Financial institutions worldwide required government bailouts, unemployment rose, consumer spending ground to a halt, countries entered recessions, emerging-market currencies experienced severe drops, market liquidity dried up, banks stopped lending and foreign direct investment was severely curtailed and, in some cases, delayed.
Most property markets across the world began to experience drops, and it is estimated these hit Cambodia in May of 2008.
Upon reflection, it is thought that the property market grew too fast and the planned capacity may have been overly optimistic. Cambodia, with its population of 14 million and per capita national income of $600, is materially smaller than Vietnam and Thailand, both of which have large populations and more mature economies.
The demand for and affordability of all the large-scale developments in aggregate may not have been realistic. Planned reductions in scope and longer development periods will benefit the property market in Cambodia as less supply enters the market.
Sentiment has soured and confidence is deteriorating. With broader access to the media and internet, Cambodians are more aware of world events, and the global financial crisis is dominating everyday news. It is estimated that property transaction volumes have declined as much as 95 percent, liquidity has become extremely tight, and the ratio of sellers to buyers has become significantly high.

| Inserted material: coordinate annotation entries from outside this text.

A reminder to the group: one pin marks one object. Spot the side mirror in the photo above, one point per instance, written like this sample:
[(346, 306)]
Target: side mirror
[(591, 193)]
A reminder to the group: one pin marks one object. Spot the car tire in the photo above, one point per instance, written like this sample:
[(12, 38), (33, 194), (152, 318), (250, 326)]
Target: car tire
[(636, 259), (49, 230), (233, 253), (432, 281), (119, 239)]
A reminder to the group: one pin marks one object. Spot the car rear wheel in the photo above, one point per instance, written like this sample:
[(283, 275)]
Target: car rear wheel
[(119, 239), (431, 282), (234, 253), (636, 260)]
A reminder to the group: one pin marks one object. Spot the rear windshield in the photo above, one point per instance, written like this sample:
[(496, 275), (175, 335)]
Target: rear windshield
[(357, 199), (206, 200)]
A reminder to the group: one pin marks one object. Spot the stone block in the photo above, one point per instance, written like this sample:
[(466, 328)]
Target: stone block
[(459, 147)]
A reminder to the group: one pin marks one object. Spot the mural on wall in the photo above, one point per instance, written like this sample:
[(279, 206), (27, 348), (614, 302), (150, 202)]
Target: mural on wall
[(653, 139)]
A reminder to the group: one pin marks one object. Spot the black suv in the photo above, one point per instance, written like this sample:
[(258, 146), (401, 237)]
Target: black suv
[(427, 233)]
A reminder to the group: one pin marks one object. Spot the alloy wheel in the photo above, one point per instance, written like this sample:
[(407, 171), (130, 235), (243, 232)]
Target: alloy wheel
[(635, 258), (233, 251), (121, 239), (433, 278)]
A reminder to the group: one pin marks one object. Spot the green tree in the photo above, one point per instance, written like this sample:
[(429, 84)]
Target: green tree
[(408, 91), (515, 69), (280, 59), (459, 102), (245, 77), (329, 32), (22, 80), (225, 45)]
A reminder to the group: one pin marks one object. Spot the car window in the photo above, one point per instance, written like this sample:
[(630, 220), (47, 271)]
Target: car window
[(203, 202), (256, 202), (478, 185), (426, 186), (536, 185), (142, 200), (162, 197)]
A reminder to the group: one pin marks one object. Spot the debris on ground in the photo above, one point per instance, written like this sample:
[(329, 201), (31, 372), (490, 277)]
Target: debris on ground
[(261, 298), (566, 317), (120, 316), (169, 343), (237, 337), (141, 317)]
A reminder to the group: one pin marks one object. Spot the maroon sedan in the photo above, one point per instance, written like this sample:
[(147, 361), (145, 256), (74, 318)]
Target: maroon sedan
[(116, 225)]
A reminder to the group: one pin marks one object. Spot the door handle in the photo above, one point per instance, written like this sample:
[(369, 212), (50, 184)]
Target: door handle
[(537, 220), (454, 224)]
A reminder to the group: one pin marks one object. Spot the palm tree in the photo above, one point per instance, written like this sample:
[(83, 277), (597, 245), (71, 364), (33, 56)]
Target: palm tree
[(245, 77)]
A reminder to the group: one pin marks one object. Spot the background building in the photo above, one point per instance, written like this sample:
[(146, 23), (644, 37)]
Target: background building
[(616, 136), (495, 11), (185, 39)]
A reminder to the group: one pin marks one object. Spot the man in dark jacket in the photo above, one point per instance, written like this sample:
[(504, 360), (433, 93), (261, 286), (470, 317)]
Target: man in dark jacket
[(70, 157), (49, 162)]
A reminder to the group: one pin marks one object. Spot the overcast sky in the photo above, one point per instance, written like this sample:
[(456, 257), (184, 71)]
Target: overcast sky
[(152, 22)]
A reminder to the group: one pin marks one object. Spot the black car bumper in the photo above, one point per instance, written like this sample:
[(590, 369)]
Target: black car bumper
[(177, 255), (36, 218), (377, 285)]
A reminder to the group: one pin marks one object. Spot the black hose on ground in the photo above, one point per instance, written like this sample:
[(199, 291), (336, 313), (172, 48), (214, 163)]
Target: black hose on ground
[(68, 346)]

A true reflection of market prices may only return with liquidity. Cambodian banks are less inclined to lend on property transactions and are more focused on managing exposure to the sector. Some pundits are calling for a decline of 30 percent in property prices in 2009.
Property prices will, of course, recover and Cambodia will not experience the same degree of problems as the rest of the world: Only a very small portion of property owners actually have borrowed, the World Bank expects the economy to grow 4.9 percent in 2009, a large majority of property investors are under no urgent need to sell, and there is no material imbalance of supply and demand for residential dwellings. Confidence, liquidity and prices will eventually come back. However, things are likely to get worse before they get better.